The only subdivison I could find in southamerica that is 3-Landlocked is Vichada Department in Colombia. I thought there was more
Edit: I Forgot to check Paraguay. Half of their departments are 3-Landlocked. I think that even has 3 4-Landlocked departments (Asunción, Central and Ñeembucú)
Good call with Paraguay, I would need to check in detail to be sure, but yes from several Departments you would need to cross at least one other department, then at least two Argentine Provinces, or a Brazilian state to reach the sea (unless you went by the Rios Paraguay /Paraná)
I'm pretty sure Brazil has one too. The Brazilian state of Rondônia borders the Brazilian states of Acre, Amazonas, and Mato Grosso, all of which are landlocked as well as the country of Bolivia which is also landlocked.
If we consider US states and British counties as the level to look at, you'll get a *lot* of mileage from Europe. Germany has at least one state (Saarland), being triple landlocked through Germany, and not any closer through France or Luxembourg either. France also seems to have some regions that might qualify, though I'm not familiar enough to tell.
It would be more appropriate to compare EU member states with the member states of the American union.
Right, who cares about France? I don't!
@@TheDuckofDoom. It really wouldn't. I feel you're underestimating just how federalised a lot of Europe is, and overestimate how much centralising power the EU actuall holds. The systems aren't really comparable - which some euopean nations and the US actually are.

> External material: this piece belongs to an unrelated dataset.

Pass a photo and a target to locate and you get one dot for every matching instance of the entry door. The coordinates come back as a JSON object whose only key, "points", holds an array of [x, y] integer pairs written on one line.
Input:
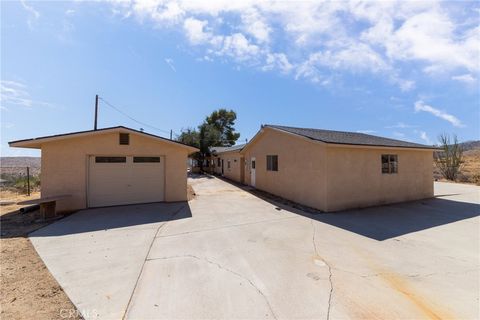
{"points": [[252, 172], [120, 180]]}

Germany for example is quite federalised, with state level decisions dominating a lot of places (there was *so* many problems due to this in the pandemic), having separate state parliaments, ministers, consitutions (some even having the death penalty still; unenforcable due to federal law but still) and even having a two-chamber federal gouvernment akin to Senate (Bundesrat) and House (Bundestag). It's more centralised than the US, but you'd be surprised at how little EU countries are like states - and how much German states are like US states.
Interestingly, while Idaho (the weird gun looking state in the top left of the US) is in fact a landlocked state, we do still have a seaport.